Alcohol Detox

As someone drinks, dopamine increases in the brain. This results in pleasant feelings and elevated. However, alcohol is primarily a central nervous depressant. This means that is slows down the body and brain – cognitive abilities, motor skills, and the ability to stay conscious and coherent all decrease as alcohol is continually consumed.This is where alcohol detox comes into play.

Habitual drinking can cause both tolerance and dependence. The brain gets accustomed to the dopamine-altering effects of alcohol, as well as the general sedation. When someone tries to detox after a period of frequent alcohol use, withdrawal effects occur, which are precisely the opposite of being drunk.

The effects of alcohol withdrawal syndrome can range from mild to life-threatening.

We offer state-of-the-art treatment for addiction, in combination with holistic care and clinical therapy. Our staff is comprised of an expert team of physicians, nurses, therapists, and other mental and medical health care professionals. Together, our team is ideally suited to treating the patient using a holistic, comprehensive approach.

Alcohol Detox: Withdrawal Effects

Alcohol withdrawal is likely to start between 6-24 after cessation. Withdrawal can be broken down into three stages of severity:

  • Stage 1 (mild): anxiety, insomnia, nausea, abdominal pain and/or vomiting, loss of appetite, fatigue, tremors, depression, mental fog, moodiness, and heart palpitations
  • Stage 2 (moderate): increased blood pressure,and respiration, increased an/or irregular heart rate, mental confusion, sweating, irritability, increased moodiness
  • Stage 3 (severe/delirium tremens): hallucinations, fever, seizures, severe confusion, and agitation. This stage, if not monitored and treated, may result in death.

The severity of withdrawal symptoms depend upon several factors. Frequency and duration of use, medical history, the presence of mental illness, and one’s ability to cope with stress may all contribute to how severe a person reacts.

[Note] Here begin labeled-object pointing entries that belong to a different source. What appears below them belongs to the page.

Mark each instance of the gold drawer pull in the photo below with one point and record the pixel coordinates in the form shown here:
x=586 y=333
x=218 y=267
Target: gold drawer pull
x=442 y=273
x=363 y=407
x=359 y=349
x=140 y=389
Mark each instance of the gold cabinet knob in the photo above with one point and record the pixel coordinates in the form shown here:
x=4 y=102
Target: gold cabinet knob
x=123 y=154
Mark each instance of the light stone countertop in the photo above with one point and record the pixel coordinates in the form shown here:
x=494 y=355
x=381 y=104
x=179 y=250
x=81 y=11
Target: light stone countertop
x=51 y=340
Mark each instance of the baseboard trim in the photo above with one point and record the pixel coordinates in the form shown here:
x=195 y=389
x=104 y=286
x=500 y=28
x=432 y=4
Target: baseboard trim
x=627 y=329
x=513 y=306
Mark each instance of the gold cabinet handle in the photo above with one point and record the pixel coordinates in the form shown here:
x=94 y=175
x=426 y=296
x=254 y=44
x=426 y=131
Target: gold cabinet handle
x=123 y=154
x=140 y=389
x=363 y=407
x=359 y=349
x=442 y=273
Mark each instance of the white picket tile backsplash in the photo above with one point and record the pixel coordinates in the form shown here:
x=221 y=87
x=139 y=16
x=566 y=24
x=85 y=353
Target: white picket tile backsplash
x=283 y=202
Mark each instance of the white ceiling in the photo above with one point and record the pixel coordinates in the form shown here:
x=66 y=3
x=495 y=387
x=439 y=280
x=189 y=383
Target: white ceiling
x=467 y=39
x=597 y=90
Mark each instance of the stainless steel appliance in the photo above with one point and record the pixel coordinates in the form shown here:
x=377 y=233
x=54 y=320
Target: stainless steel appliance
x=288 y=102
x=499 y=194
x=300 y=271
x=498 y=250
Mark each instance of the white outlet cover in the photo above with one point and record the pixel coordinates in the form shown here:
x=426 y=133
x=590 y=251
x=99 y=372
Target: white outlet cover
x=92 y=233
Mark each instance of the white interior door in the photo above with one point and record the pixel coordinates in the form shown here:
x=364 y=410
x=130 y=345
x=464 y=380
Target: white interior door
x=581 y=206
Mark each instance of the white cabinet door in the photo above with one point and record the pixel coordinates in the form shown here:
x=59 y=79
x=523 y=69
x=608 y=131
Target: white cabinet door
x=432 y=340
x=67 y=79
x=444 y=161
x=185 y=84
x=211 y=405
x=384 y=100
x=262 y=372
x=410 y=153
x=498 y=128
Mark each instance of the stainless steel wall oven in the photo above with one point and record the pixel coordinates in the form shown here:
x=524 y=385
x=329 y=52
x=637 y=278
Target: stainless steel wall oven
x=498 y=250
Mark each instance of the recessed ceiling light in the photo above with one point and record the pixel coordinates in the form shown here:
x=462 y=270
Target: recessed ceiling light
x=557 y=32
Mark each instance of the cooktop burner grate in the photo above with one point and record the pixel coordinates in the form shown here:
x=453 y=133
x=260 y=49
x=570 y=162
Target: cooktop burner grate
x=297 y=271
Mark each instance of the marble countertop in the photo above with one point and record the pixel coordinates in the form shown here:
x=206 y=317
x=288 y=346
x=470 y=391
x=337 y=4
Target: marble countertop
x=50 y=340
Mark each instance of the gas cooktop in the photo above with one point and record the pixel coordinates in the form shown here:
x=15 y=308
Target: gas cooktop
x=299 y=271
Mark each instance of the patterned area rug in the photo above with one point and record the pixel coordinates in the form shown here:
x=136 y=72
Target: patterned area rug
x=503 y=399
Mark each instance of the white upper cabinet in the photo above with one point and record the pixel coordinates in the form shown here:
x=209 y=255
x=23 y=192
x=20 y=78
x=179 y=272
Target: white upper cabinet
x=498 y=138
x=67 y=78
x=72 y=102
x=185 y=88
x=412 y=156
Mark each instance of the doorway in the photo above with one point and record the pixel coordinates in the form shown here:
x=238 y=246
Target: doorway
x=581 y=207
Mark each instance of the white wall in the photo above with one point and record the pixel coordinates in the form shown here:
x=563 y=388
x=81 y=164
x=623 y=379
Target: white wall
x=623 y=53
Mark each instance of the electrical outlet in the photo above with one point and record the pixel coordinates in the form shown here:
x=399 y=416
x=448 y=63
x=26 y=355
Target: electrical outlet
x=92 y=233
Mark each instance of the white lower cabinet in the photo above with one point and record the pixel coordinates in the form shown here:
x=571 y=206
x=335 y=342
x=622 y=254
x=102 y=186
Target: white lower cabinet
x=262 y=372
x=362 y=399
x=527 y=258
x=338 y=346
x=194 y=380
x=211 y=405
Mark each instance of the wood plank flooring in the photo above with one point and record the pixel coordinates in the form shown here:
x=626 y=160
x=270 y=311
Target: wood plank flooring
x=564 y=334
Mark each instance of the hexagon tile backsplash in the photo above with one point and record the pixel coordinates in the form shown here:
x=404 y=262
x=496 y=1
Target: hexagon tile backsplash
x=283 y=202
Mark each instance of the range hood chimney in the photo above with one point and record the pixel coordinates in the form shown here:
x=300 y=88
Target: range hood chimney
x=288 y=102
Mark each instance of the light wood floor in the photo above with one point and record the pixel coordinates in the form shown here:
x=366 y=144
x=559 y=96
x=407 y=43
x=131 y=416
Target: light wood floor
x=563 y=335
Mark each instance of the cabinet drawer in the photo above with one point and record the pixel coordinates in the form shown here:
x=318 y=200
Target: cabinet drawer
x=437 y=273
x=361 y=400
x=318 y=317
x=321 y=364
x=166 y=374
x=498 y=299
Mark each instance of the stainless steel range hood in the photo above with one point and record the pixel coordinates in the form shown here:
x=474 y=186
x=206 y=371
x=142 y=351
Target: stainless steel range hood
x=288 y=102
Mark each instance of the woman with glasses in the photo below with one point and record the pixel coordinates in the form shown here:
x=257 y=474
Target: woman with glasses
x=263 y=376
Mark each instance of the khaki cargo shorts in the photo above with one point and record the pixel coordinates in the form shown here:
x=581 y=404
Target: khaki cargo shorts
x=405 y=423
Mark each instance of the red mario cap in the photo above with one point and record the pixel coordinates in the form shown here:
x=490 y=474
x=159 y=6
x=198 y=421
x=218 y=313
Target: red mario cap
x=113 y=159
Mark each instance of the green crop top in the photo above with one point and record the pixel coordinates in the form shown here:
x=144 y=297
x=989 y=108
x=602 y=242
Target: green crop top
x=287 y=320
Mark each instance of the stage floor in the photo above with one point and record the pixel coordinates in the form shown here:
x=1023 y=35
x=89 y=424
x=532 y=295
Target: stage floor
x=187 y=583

Additionally, if the person is detoxing on other drugs in addition to alcohol, this can certainly increase the effects. Not every person will have the same symptoms, nor will they last the same amount of time.

By far, the most severe form of alcohol withdrawal syndrome is delirium tremens. This stage occurs in about 4% of persons going through withdrawal. This stage can be fatal if not treated.

Delirum tremens probably won’t being until at least 24-48 after alcohol leaves the bloodstream. However, it can occur without warning, and there is not conclusively way to be sure if it will happen. This is why medically-assisted alcohol detox is so important.

During this stage, if a physician is not present to monitor vital signs and symptoms, it is not only terrifying for the individual, but can be deadly. If you are a heavy drinker, you should never stop drinking “cold turkey” without medical supervision. And cutting back can be extremely difficult for a chronic alcoholic.